John Hawks is a paleoanthropologist at the University of Wisconsin, Madison. In winter of 2014 he offered a 7-week MOOC (“massively open online course”) through Coursera, entitled Human Evolution: Past and Future. Superbly done, offered for free, the course included 71 videos, most of them interviews with people who are actively working in the wide array of fields essential for discovering the evolutionary lineage that led to us. The conversations weave together what we currently know about our origins and the methods that are used to uncover it. You also get to see that these people, for whom this is their life’s work, love what they do.
Many of Coursera’s already-completed courses allow you to sign up even after their end date, so you can access the videos and course material. Unfortunately, this is not one of them. Everything is still there, but it can only be seen by those of us who enrolled before it finished. At some point in the next year or two, the course will be updated and offered again, and you can ask to be notified when that happens. In the meantime, more than two dozen of its videos can now be seen at Prof. Hawks’ youtube channel.
An example is a visit to caves at Gibraltar, Deciphering the Behavior of Neandertals with Geraldine Finlayson and Clive Finlayson, from week six of the course, “Emerging Culture – Neandertals and Modern Humans.”
Clive is director of the Gibraltar Museum, Geraldine is an archaeologist, and they describe what they’re finding at two excavation sites: Gorham’s Cave and Vanguard Cave. At the extreme western edge of the Mediterranean, in layers of sediment dated to about 32,000 years before present, these caves hold what is currently the last known evidence anywhere for the presence of Neandertal peoples.
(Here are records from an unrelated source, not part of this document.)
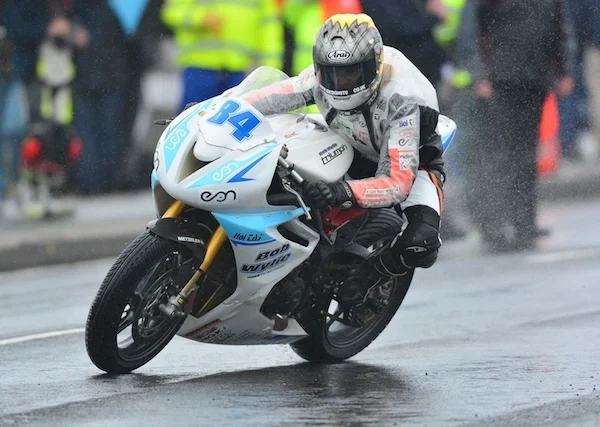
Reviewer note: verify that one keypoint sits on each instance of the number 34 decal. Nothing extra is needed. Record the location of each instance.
(244, 122)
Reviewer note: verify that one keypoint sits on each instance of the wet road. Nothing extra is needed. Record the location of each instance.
(480, 340)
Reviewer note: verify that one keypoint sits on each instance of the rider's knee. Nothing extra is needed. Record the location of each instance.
(419, 243)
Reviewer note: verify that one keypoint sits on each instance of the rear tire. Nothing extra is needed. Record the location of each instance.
(128, 298)
(320, 347)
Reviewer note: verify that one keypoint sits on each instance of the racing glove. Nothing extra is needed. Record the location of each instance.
(321, 194)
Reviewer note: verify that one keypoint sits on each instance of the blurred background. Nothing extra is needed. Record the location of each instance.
(81, 82)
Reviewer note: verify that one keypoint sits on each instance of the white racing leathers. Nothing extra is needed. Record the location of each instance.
(394, 129)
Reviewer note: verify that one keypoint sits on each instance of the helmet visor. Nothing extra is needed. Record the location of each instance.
(347, 79)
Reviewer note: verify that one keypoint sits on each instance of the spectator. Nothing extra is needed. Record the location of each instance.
(408, 26)
(12, 119)
(101, 90)
(29, 22)
(519, 68)
(592, 64)
(574, 118)
(140, 22)
(220, 42)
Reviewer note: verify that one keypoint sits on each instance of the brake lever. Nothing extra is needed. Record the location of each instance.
(289, 189)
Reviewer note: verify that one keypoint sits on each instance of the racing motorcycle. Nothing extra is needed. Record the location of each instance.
(235, 255)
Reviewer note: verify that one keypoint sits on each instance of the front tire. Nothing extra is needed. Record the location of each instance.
(125, 329)
(325, 346)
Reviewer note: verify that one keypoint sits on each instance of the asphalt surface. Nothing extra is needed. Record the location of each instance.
(500, 340)
(102, 226)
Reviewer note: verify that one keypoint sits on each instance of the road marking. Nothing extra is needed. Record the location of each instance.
(41, 336)
(567, 255)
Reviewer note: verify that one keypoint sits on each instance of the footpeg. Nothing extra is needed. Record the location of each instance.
(173, 308)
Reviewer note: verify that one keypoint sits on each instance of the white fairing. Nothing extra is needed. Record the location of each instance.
(319, 153)
(220, 156)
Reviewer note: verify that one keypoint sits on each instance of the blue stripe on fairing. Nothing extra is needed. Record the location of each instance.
(257, 223)
(176, 135)
(210, 179)
(153, 179)
(239, 177)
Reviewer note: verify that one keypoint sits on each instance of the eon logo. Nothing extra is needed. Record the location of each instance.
(338, 55)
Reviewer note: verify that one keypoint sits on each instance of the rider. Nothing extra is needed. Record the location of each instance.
(388, 111)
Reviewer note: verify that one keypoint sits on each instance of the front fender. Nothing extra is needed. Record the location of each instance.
(184, 231)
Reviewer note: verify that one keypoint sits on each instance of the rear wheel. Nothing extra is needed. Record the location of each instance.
(125, 328)
(332, 339)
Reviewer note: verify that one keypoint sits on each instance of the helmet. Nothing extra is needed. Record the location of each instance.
(348, 60)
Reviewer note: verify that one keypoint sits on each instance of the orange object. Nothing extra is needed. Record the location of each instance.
(331, 7)
(548, 157)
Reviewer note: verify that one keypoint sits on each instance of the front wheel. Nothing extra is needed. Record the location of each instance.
(331, 340)
(125, 328)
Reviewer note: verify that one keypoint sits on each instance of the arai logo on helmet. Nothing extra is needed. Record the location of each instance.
(338, 55)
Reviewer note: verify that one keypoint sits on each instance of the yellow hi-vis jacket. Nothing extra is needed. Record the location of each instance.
(249, 33)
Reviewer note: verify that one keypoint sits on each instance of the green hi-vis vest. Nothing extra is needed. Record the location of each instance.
(250, 33)
(55, 69)
(445, 33)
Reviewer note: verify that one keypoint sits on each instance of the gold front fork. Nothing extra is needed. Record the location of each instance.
(212, 249)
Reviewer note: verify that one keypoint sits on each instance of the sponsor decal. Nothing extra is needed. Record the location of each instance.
(335, 92)
(250, 239)
(225, 171)
(219, 196)
(156, 160)
(268, 260)
(406, 122)
(338, 55)
(376, 193)
(189, 239)
(331, 152)
(408, 133)
(406, 160)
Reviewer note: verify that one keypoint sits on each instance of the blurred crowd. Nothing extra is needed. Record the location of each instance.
(499, 66)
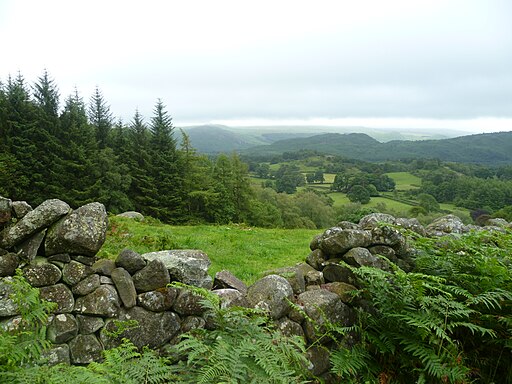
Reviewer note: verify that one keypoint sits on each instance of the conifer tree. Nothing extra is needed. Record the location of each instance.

Towards the end, Geraldine comes to the remains of a single event in the life of Gorham’s Cave—fragments of charcoal from a small fire, along with mussel shells and flakes from stone tools—revealed when layers of sand were removed, exposing what lay underneath.
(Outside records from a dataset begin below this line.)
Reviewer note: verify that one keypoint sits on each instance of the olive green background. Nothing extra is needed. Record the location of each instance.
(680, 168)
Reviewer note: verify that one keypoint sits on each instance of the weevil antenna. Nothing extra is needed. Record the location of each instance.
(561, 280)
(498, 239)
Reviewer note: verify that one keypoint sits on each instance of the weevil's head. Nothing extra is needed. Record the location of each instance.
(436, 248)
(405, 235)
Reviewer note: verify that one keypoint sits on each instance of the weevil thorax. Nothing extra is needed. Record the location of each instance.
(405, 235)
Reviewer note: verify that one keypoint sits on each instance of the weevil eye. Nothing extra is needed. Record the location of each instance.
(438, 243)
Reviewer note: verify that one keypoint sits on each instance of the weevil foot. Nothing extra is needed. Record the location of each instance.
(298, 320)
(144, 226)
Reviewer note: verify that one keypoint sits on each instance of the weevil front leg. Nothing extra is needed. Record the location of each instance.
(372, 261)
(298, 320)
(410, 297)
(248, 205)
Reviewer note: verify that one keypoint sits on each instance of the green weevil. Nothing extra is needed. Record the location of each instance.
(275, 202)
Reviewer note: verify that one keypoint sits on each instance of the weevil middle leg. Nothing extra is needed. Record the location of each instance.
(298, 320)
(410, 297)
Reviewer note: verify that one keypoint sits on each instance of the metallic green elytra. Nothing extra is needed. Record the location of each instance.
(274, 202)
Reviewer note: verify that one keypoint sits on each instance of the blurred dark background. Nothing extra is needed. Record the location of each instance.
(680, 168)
At that time, the world was in an ice age. With so much water imprisoned in glacial ice, sea level was much lower. These days, the Mediterranean is quite close to the mouth of the cave. Back then, it would have been a half kilometer to a kilometer or more away, depending on which direction you headed. Even so, the cave received so much wind-blown sand that anything left inside, by animals or people, was quickly covered over.
It’s for things like this, that I love these conversations so much.
17:11–18:52
GF: This is the beauty of this cave, This cave gives you events that are maybe hours or days long at most. So you’ve got this group of possibly two individuals, they come in with their little bundle of mussels that they have foraged nearby on the coastline. We don’t know exactly where the coastline would have been, but it can’t be very far ’cause you don’t carry seafoods for very long ’cause they spoil very easily.
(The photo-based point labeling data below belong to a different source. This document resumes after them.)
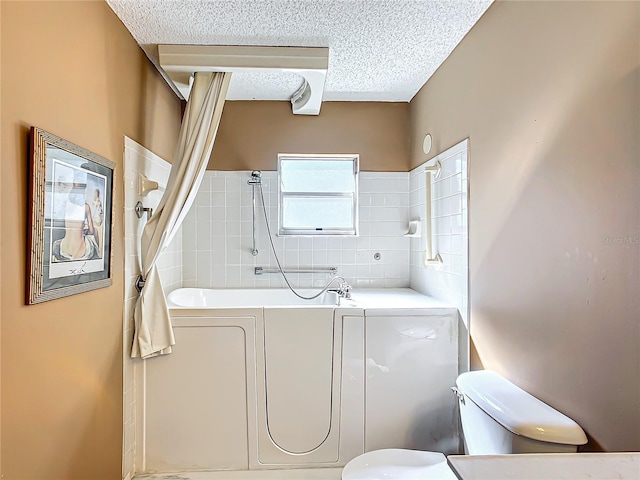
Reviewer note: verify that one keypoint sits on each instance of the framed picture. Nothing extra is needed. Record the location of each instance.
(71, 220)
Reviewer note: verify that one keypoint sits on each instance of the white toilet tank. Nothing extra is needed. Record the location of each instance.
(500, 418)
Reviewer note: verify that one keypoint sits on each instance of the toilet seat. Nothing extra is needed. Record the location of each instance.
(400, 464)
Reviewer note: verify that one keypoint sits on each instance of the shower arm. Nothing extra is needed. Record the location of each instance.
(255, 180)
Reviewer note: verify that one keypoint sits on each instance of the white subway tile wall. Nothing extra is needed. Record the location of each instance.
(217, 239)
(138, 159)
(447, 282)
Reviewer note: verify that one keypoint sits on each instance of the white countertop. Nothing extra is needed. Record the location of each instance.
(556, 466)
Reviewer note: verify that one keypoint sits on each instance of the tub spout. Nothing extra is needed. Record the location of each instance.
(343, 290)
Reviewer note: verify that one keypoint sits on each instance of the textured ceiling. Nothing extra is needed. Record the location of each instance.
(380, 50)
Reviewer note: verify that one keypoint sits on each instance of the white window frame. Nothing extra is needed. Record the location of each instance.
(355, 158)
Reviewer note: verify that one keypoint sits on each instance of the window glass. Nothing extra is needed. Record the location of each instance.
(318, 195)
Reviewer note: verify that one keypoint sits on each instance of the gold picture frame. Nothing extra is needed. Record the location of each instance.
(70, 219)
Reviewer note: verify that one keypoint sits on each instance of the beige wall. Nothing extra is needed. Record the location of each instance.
(251, 134)
(70, 68)
(548, 93)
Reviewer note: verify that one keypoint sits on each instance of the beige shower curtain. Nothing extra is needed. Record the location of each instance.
(153, 333)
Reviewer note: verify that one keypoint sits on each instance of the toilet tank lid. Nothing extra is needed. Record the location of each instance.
(518, 411)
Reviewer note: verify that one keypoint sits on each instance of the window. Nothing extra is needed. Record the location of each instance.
(318, 194)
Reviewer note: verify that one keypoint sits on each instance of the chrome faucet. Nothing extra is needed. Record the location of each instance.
(343, 290)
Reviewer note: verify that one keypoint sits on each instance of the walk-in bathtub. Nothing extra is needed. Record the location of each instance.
(260, 379)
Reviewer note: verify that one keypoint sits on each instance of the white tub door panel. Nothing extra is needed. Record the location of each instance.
(300, 389)
(196, 398)
(411, 363)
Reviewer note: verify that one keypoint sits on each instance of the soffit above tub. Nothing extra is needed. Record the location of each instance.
(380, 50)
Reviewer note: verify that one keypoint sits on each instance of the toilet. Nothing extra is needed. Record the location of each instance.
(497, 418)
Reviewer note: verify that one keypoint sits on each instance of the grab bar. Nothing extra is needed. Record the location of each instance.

And they come into the cave, they build a very small fire. There’s not much charcoal left from that fire, and there’s not much alteration on the sediment, so there wasn’t a huge heat on that fire, probably just enough to open those mussels. They consume the mussels. Once they’re there, they’re retouching the lithics that they’re using—their stone tools. They take those away with them, when they go, but they leave all the debitage behind. And then that’s it, y’know. They’ve gone.
So this might– they may have stayed overnight, or it may have been, y’know, just a brief few hours, but the fact is when they go, the sand covers it up, and it’s left there untouched until we come along and re-excavate it. I think that’s a huge resolution. I mean, that is unique, I think.
JH: It’s completely remarkable.
GF: It’s beautiful.
JH: It is the closest that we come anytime in this to seeing what somebody’s life is like…
GF: Absolutely, yes, yes.
JH: …and that I think is just amazing.
GF: It tells us a lot as well, because it tells us that they needn’t necessarily have always been sitting around, y’know. They move from place to place. They stopped temporarily, had a quick picnic, and then carried on, y’know? And in this particular case, it was just two individuals. There’s no evidence it was any more than that.